Movie review - "Riffraff" (1947) ***

It's wonderful when you watch an old B movie and you can feel the director really try - that's clearly what Ted Tetzlaff was doing on this RKO number, which is made with a lot of care. There's a fantastic opening sequence, starting with a lizard growling and crossing to a rain drenched airport at night (I saw this as a kid and it's always stayed with me) and kicking on into a silent 5 minute or so sequence on a plane.

The plane lands in Panama and the action gets more conventional with Pat O'Brien too old and not particularly charismatic to play a man about town, but he tries, as does everyone in the cast. The leads are B players - O'Brien, Anne Jeffrey - but the support is solid: Walter Slezak, Jerome Cowan.
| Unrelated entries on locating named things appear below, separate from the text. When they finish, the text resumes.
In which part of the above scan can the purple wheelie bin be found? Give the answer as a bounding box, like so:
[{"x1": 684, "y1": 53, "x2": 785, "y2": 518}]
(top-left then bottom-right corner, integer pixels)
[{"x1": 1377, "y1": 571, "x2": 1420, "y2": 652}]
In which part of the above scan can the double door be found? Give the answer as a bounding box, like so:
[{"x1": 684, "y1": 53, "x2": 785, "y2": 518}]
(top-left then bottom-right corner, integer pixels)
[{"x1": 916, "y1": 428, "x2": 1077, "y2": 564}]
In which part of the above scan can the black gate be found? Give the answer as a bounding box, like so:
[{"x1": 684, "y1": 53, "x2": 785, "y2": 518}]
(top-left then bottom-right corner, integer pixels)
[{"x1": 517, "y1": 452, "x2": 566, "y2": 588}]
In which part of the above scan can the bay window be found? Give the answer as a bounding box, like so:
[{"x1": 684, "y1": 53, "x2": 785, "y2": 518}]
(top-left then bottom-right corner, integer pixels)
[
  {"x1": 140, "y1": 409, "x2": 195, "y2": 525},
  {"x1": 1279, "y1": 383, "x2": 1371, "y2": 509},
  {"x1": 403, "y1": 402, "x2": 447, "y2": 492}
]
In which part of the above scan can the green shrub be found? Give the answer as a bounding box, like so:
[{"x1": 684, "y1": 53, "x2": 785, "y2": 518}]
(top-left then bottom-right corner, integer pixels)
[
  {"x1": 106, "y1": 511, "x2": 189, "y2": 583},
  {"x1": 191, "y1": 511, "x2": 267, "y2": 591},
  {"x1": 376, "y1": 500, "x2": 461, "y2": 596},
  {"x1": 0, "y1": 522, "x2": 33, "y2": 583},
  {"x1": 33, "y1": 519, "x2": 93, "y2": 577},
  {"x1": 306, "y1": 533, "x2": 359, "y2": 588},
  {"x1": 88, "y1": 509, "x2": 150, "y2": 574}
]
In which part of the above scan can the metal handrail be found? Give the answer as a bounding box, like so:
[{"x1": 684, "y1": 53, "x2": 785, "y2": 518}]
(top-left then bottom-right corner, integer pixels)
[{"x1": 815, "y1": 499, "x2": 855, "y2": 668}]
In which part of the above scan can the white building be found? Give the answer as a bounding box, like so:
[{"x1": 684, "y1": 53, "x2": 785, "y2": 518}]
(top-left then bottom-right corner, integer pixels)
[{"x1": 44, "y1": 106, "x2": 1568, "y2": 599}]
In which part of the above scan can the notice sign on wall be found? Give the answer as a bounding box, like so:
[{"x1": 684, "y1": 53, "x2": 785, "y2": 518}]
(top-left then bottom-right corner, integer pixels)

It's based on an original screenplay by Martin Rackin, but isn't that original being a compendium of a whole lot of Humphrey Bogart/Alan Ladd films set in a Hollywood backlot version of a big city in a third world country, with Panama hats, lounges, lounge singers (Anne Jeffreys doing an Ann Sheridan impression), bars, venetian blinds, comic dogs and off siders, no one looking too foreign, lots of smoking, wacky sidekicks (Percy Kilbridge seemingly channeling Walter Brennan from To Have and Have Not).

Story wise its big flaw is that O'Brien is passive a lot of the time, being ignorant of the fact that the Macguffin - a map - is on his wall. This is frustrating and caused me to lose a little interest by the end. But it has charm, loving photography and design, and is well directed; and I have a soft spot for late 40s RKO film noirs.